If you save this, and name your sample data page "raw_post_data.txt" and run the code you'll get output such as:

547442
2004-10-15 14:51:00
Dewi Sri[558]
Are many people here using ebay?
------------------------------
547451
2004-10-15 15:32:00
BlackCat[186]
Do you use PayPal on it then?
------------------------------
547459
2004-10-15 16:02:00
Dewi Sri[558]
No I didnt use paypal so far, only transfer from my bank account. I heard some stories about paypal too, I use it only with people I already know.
------------------------------
547508
2004-10-15 17:19:00
Add[222]
Yep, use it quite a bit. Always use paypal when they accept and never had a problem, though i dont buy off people with no feedback. Got a north face goretex jacket with zip in fleece for ã100 brand new, normally ã300 in the outdoor shops, got a 512mb flash drive for ã70 a year and a half ago (when they were more expensive) 512mb sony memory card for my camera for cheap. Almost everything i buy off ebay is actually brand new, at really low prices.
------------------------------
547515
2004-10-15 17:25:00
Ebony[398]
I m too paranoid to use ebay
------------------------------
547523
2004-10-15 17:32:00
Ama[435]
I buy off ebay very rarely... i have 2 feedbacks, but i would like to use it more.
------------------------------
547528
2004-10-15 17:46:00
Dewi Sri[558]
Ebony, why are you paranoid? I think its fairly safe as you can tell by the feedback whether someone is trustworthy or not. So far I didnt have any bad experiences at all.
------------------------------
547547
2004-10-15 18:12:00
dante[463]
something representing paypal took ~ã500 unauthorised from my acc in small goes after using them first and only time. am still waiting for bank fraud team to help me settle it :/
------------------------------

A little tweaking might be needed. Adding code to store the results back into MySQL would be trivial from here.

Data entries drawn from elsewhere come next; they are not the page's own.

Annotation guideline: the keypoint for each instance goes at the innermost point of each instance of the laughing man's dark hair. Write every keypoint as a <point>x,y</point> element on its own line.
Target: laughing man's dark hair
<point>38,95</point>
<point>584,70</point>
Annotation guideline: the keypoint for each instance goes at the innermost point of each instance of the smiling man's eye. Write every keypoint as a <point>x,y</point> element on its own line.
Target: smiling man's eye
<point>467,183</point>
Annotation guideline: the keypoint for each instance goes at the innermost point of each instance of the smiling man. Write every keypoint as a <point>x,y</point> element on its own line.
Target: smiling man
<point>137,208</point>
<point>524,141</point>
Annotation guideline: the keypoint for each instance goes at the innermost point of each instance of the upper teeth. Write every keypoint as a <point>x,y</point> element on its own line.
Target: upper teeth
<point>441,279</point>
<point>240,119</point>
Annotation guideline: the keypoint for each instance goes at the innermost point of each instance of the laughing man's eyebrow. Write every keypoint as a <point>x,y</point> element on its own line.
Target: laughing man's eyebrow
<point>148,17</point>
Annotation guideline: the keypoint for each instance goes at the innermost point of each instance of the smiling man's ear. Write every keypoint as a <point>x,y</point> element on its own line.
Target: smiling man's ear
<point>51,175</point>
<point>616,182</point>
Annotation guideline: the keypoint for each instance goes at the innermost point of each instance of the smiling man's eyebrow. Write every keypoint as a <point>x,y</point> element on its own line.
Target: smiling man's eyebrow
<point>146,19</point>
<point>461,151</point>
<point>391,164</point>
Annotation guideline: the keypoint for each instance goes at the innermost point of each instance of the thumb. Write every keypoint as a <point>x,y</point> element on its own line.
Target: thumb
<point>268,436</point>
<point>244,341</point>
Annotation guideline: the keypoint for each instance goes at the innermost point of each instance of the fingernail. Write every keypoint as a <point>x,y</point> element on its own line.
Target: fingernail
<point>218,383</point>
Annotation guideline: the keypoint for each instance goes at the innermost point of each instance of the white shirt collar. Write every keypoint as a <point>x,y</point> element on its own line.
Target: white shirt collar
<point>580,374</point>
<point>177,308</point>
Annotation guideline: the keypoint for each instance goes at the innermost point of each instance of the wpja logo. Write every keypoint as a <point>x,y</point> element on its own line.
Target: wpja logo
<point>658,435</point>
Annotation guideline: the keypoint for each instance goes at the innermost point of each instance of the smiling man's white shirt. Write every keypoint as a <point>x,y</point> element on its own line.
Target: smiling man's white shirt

What you'll need to do is:

- take the collection of "authors" and re-populate a forum user table; you can even save the same user ID's and names, notwithstanding any issues vBulletin may have

- loop through the collection of "pages" stored in your mysql table and apply the get_posts_from_page() function to each page.

- decide if you are ok with plain text or want to try to recover the vbCode with a html2vbcode function of some sort. Sorry, I'm not writing that one.

You don't have to become a Python guru to make use of this; even if you use this tool as is or adapted to extract all the text, you can then use any other tool you are more comfortable with to get the data back into MySQL.

AdamD
07-08-2009, 07:34 PM
Hmm wow, thanks very much!
I'll give it a try later on :)

mwatkins
07-08-2009, 07:42 PM
Let me know if you get stuck anywhere. Other than requiring lxml, there are no other dependencies. This will run on any 2.x version of Python (2.6 is current, 2.4 and 2.5 ship with most Linux; FreeBSD is at 2.6).

If you PM me a couple more sample cache pages I might find time between now and tomorrow to cook up an example database.

Again - if the data you have on hand is similar to this example, you should be able to recover much or all of the posts and user posting history.

Make better backups for next time though... that is much easier! ;)

mwatkins
07-18-2009, 12:52 AM
Adam - I sent you an updated chunk of code that recovers a substantial chunk of the vBulletin posts from google's cache. Page through the sql file I've provide you with "more" (or "less") to get a sense for what was recovered. The code isn't much different than that posted above except had to deal with the realities of the cached data - not all was useful. I added in a html to bbcode translator and a few other goodies as well.


Hope it helps.

AdamD
07-19-2009, 03:45 PM
Thankyou MWatkins, you've been a tremendous help, I can't thank you enough, really

Thanks to MWatkins, I was able to import the data into a VB forum, abeit a few issues, the data for the most part was at least readable

I then imported it all into a MYBB install and it seemed to fix quite a few issues, ironically.

The end result is people can now reference existing data without having to rely on google's cache.

mwatkins
07-19-2009, 05:52 PM
My pleasure. If you need a helping hand cleaning up any of the other remaining issues feel free to ask.